Scaling write intensive MySQL DBs

Posted by James Sun, 13 Apr 2008 23:40:00 GMT

Recently I’ve been doing work on scaling some of our medium sized web applications. In our case, the bottleneck is in the data layer, which is often the case for most web applications. And of course, scaling the data layer is always the most challenging.

Most people, instinctively think memcached when you tell them to scale the data layer. While memcache is great, it’s not the big hammer that everyone think it is. In most cases, memcache can speedup reads significantly, especially for data that is accessed repeatedly, however, it does very little to speed up writes, with few exceptions (as I will illustrate shortly).

The MySQL database in question, handles approximately 97% writes and only 3% reads. There are a few commonly known techniques for scaling this type of database.

  • Group the writes in batches, thus doing fewer writes.
  • Use insert delayed or update low_priority
  • Insert into memory table and later batch insert it into the persistent table.
  • Use master-slave setup and write to master and read from slave.
  • Write a customized data layer to handle the writes asynchronously.

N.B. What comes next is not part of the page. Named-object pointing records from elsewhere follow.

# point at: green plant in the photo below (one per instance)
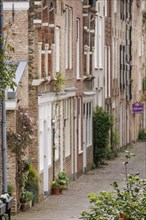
(7, 67)
(58, 81)
(142, 134)
(102, 123)
(26, 196)
(32, 177)
(19, 141)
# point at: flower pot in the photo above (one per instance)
(26, 206)
(56, 191)
(2, 208)
(9, 203)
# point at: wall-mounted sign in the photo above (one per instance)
(137, 108)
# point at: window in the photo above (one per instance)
(96, 45)
(128, 9)
(78, 48)
(121, 67)
(57, 49)
(100, 42)
(68, 37)
(87, 113)
(79, 125)
(40, 59)
(122, 9)
(115, 6)
(109, 70)
(56, 130)
(67, 127)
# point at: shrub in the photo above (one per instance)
(102, 123)
(128, 202)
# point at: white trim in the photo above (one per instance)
(16, 5)
(50, 97)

Obviously, these increases in difficulty as you go down the list. For our application, most of the writes can’t be batched. So we had to start with technique #2.

We really don’t worry too much about data consistency and transactions, because of the nature of the application, so insert delayed works just fine. The problem is that insert delayed and update low_priority queries only work with myisam and memory tables in MySQL. Rails by default uses innodb tables, so the tables in question must be converted. Depending on the size of the database, this could mean some downtime for the app. Additionally, myisam uses table-level locking, so we have to be really careful in how we use the database. This is where memcache comes in handly. I was able to cache the results of some commonly executed queries so they no longer hit the database, and the performance improved significantly. Using technique #2 along with memcache sped up our application 2 to 3 times.

The actual implementation was pretty simple. I wrote a Rails plugin to add a method save_delayed to ActiveRecord::Base. The are two problems with this. First the timestamp fields (created_at and updated_at) no longer auto populate. So, I added methods in the plugin to fill them out if they exist. The second problem is more serious. The records no longer automatically get assigned a primary key id when they’re saved. Because the save happens asynchronously, the id will always be 0. There’s no way around this except to not use the record after it’s saved. And if you need to access it in anyway, you should do a find and construct a new record object instead. This is okay for us, because we do a fire-and-forget save operation anyways.

The drawback to using myisam is that at some point, the table locking just won’t scale anymore. Innodb is a much better storage engine for larger datasets and we’ll have to move to technique #3. We can use insert delayed into a memory table, then have a process that moves data from the memory table to a persistent innodb table. This reinsertion process will have to be very well implemented because you don’t want to do deletes and inserts and start inserting multiple times or losing rows. I haven’t tried this, but will soon.

Scaling data layer is one of the most challenging part of my job. I love to see the application fly after making a few changes. This is partly why my job rocks!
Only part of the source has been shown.